Summary: Heterozygous insulin receptor (INSR) mutations cause type A insulin resistance (IR), associated with a phenotype of IR; hyperandrogenism, oligomenorrhoea and acanthosis nigricans in the absence of obesity or lipoatrophy. The phenotype is variable, ranging from neonatal hyperinsulinaemic hypoglycaemia to fasting or post-prandial hypoglycaemia in adults to diabetes. We report a 29-year-old woman presenting at 13 weeks gestation in her second pregnancy. Diabetes was diagnosed at 13-years-old following presentation with lethargy and polyuria and she was treated with metformin 500 mg po bd. She also had polycystic ovarian syndrome, hypothyroidism and epilepsy. Metformin was changed to insulin with good glycaemic control throughout pregnancy. She delivered a 3.95 kg male infant at 39 weeks gestation without neonatal hypoglycaemia. At 18 months post-partum, her body mass index was 26.3 kg/m2, with no evidence of acanthosis nigricans or features of lipodystrophy. As her sister was also diagnosed with diabetes at 13-years-old, next-generation sequencing was performed for known maturity onset diabetes of the young (MODY) genes and a p.(Met1180Lys) mutation in the INSR gene was detected. She reported nocturnal hypoglycaemia and a 5-h oral glucose tolerance test revealed post-prandial hyperinsulinaemic hypoglycaemia at 210 min. Her subsequent pregnancy was spontaneously treated with metformin 500 mg po od from 8 to 25 weeks gestation and discontinued due to intrauterine growth restriction. She delivered a 1.8 kg female infant at 34 plus 3 weeks gestation (25th centile) via elective caesarean section. The infant had transient neonatal hypoglycaemia for two days. Post-partum, she remains diet controlled, with a haemoglobin A1c of 32 mmol/mol. This case highlights the importance of genetic testing to establish optimal diabetes treatment.

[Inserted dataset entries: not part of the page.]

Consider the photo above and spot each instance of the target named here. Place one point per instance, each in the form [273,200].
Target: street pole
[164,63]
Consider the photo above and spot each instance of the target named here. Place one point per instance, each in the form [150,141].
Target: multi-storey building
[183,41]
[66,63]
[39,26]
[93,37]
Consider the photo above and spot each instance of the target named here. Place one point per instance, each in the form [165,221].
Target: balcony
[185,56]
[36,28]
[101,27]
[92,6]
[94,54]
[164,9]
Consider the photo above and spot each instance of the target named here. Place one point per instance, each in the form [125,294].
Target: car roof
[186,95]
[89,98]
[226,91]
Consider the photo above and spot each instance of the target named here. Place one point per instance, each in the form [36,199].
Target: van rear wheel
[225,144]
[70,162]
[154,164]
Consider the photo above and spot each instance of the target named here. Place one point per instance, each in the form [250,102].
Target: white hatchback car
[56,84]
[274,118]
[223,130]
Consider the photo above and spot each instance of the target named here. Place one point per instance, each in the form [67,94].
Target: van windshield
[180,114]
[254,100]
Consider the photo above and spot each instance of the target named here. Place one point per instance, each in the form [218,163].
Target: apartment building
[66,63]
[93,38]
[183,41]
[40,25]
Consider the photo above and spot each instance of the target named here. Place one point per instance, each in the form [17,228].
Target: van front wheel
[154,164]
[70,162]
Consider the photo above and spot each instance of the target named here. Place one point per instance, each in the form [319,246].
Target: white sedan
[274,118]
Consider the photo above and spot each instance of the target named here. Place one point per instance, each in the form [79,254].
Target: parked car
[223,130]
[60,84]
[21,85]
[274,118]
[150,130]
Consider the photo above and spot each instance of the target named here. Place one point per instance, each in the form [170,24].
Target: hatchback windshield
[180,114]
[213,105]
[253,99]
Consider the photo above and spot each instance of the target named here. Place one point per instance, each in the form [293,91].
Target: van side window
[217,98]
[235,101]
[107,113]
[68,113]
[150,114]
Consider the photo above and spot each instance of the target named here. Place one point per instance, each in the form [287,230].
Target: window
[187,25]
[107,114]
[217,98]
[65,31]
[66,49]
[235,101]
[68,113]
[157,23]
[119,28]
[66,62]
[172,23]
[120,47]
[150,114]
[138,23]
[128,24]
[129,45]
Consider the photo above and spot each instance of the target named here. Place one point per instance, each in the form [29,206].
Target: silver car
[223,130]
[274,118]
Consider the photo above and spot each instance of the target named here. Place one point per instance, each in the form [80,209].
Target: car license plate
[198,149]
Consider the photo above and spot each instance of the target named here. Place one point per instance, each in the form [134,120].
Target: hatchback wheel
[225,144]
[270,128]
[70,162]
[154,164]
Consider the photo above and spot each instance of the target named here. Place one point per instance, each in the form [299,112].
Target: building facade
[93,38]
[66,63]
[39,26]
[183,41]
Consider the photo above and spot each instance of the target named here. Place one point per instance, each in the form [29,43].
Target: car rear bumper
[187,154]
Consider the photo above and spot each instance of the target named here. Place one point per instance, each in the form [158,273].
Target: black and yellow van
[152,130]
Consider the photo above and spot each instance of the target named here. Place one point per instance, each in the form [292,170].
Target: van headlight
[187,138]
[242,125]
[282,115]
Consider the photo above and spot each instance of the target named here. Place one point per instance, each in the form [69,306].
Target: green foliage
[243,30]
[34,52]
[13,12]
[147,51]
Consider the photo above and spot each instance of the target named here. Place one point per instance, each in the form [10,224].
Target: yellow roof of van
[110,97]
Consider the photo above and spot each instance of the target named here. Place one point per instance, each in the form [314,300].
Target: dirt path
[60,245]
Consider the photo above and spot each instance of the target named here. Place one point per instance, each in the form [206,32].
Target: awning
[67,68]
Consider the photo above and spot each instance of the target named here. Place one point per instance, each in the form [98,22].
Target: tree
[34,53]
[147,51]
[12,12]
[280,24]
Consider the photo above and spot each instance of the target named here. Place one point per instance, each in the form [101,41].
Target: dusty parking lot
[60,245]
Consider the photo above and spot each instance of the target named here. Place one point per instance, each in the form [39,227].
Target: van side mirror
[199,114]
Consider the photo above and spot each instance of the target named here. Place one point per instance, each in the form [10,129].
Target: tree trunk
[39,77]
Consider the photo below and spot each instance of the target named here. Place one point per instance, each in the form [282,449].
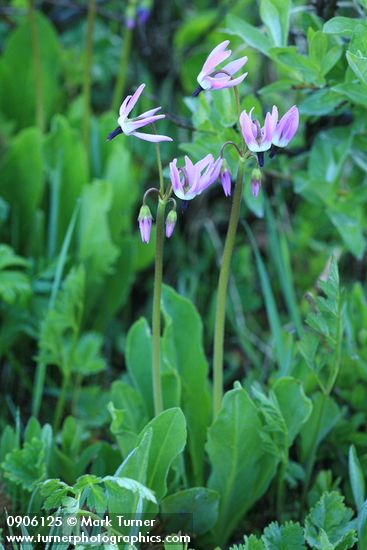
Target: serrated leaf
[284,537]
[332,517]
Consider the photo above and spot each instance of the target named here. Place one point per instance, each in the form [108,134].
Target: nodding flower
[225,179]
[145,220]
[170,222]
[286,128]
[256,138]
[191,179]
[212,78]
[255,182]
[129,126]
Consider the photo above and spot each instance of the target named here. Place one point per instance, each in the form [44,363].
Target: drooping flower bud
[170,223]
[225,179]
[145,220]
[255,181]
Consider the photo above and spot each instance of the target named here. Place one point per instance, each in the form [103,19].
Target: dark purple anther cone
[115,133]
[260,158]
[197,91]
[273,151]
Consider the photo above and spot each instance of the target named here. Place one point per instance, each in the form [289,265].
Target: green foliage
[76,282]
[329,524]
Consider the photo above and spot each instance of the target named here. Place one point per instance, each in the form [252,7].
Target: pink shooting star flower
[286,127]
[170,223]
[225,179]
[190,180]
[256,138]
[145,220]
[255,182]
[130,126]
[211,78]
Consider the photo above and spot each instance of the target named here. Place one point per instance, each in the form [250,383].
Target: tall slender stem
[220,313]
[121,77]
[36,54]
[87,73]
[60,405]
[156,319]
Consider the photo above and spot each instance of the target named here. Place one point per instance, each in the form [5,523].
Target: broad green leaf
[344,26]
[182,344]
[330,516]
[88,358]
[362,526]
[17,73]
[248,33]
[135,466]
[168,441]
[26,467]
[22,184]
[275,15]
[284,537]
[200,505]
[139,361]
[358,64]
[241,469]
[129,485]
[321,102]
[96,249]
[294,405]
[325,415]
[356,478]
[66,164]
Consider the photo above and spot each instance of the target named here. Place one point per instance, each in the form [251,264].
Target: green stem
[36,54]
[87,73]
[222,294]
[281,488]
[156,320]
[121,78]
[60,405]
[329,388]
[312,457]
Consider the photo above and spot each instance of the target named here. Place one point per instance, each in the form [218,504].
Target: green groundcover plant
[182,288]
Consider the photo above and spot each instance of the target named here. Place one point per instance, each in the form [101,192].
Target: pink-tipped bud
[255,181]
[145,220]
[170,223]
[225,179]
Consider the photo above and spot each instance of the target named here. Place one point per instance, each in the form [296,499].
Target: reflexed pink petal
[123,105]
[175,176]
[216,56]
[286,128]
[235,66]
[149,113]
[201,164]
[154,138]
[217,82]
[247,128]
[134,98]
[225,179]
[236,81]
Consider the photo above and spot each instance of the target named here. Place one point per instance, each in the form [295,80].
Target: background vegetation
[76,282]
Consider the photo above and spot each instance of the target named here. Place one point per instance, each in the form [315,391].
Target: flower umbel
[286,127]
[130,126]
[211,78]
[145,220]
[256,138]
[255,182]
[190,180]
[170,223]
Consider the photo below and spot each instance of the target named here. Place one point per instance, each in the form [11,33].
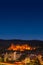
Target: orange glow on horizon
[20,47]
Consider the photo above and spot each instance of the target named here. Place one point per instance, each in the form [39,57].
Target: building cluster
[17,56]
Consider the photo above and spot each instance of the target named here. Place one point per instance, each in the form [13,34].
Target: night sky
[21,19]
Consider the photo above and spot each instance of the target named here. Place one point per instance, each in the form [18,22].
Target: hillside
[7,43]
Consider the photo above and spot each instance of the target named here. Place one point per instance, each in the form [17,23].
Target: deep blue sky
[21,19]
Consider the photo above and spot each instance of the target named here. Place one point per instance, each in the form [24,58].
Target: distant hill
[7,43]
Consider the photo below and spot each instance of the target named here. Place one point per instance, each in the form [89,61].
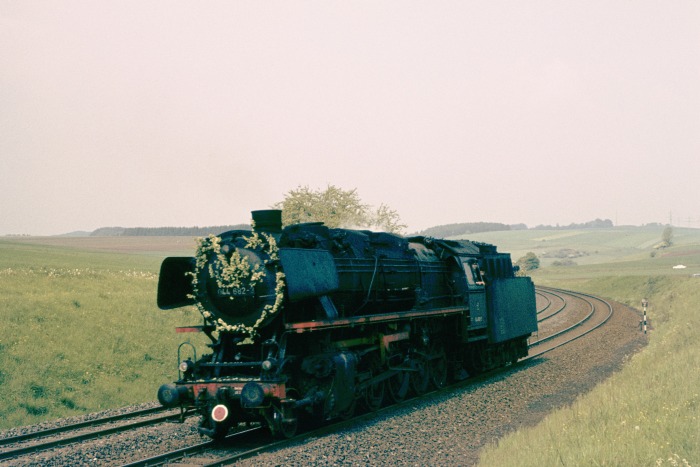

Learning points: This case highlights the less severe phenotype of IR in a subject with an INSR p.Met1180Lys mutation. It demonstrates the existence of symptomatic post-prandial hypoglycaemia in an adult subject associated with hyperinsulinaemia. This case highlights the importance of genetic testing to establish diagnosis and allows for precision medicine. The role of metformin use in Type A-IR and pregnancy needs to be established.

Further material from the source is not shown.